Submitted by No_Possibility_7588 t3_10gu68z in deeplearning
I predicted that a certain change in the architecture of my agents would boost their coordination (in the context of multi-agent reinforcement learning). However, I tested this in the Meetup environment and it is not working, in the sense that it performs slightly worse than the baseline. This is how the environment works: three agents must collectively choose one of K landmarks and congregate near it. At each time step, each agent receives reward equal to the change in distance between itself and the landmark closest to all three agents. The goal landmark changes depending on the current position of all agents. When all K agents are adjacent to the same landmark, the agents receive a bonus of 1 and the episode ends.
Scientifically speaking, how can I be rigorous about testing this hypothesis again? A few ideas:
1 Repeat the experiment multiple times with different random seeds to ensure that the results are robust and not influenced by random variations.
2 Vary the parameters of the agent
- Vary the number of modules used in the policy and test the effect on coordination.
- Increase the number of agents
3 Vary the parameters of the environment
- Changing the number of landmarks
- Adding distractors
4 Test another environment
What do you think?
-
suflaj t1_j54vkhl wrote
Well you would at minimum need to explain why it didn't meet your expectations. You need to elaborate on what grounds you hypothesized what you hypothesized, and why that was a wrong basis or elaborate on what happened that you didn't predict would.

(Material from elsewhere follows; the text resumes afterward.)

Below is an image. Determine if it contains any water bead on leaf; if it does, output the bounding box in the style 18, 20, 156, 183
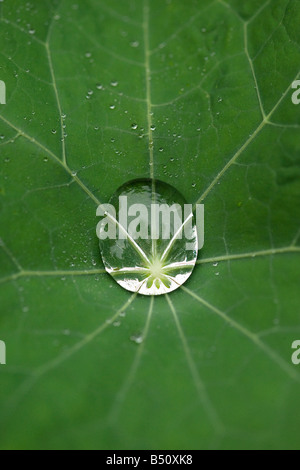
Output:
97, 179, 198, 295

I also, ex., assumed that vision transformers would get better performance on the task I had. But when they didn't (they were sometimes outperformed by YOLO v1), I investigated why, and laid out the proof why it was not human error (aside from my judgement), as well as suggestions on how to proceed next. To do that I rerun the experiment many times, changed hyperparameters, swapped out detectors, all to narrow down that it wasn't actually the inadequate settings, but the arch and specific model themselves.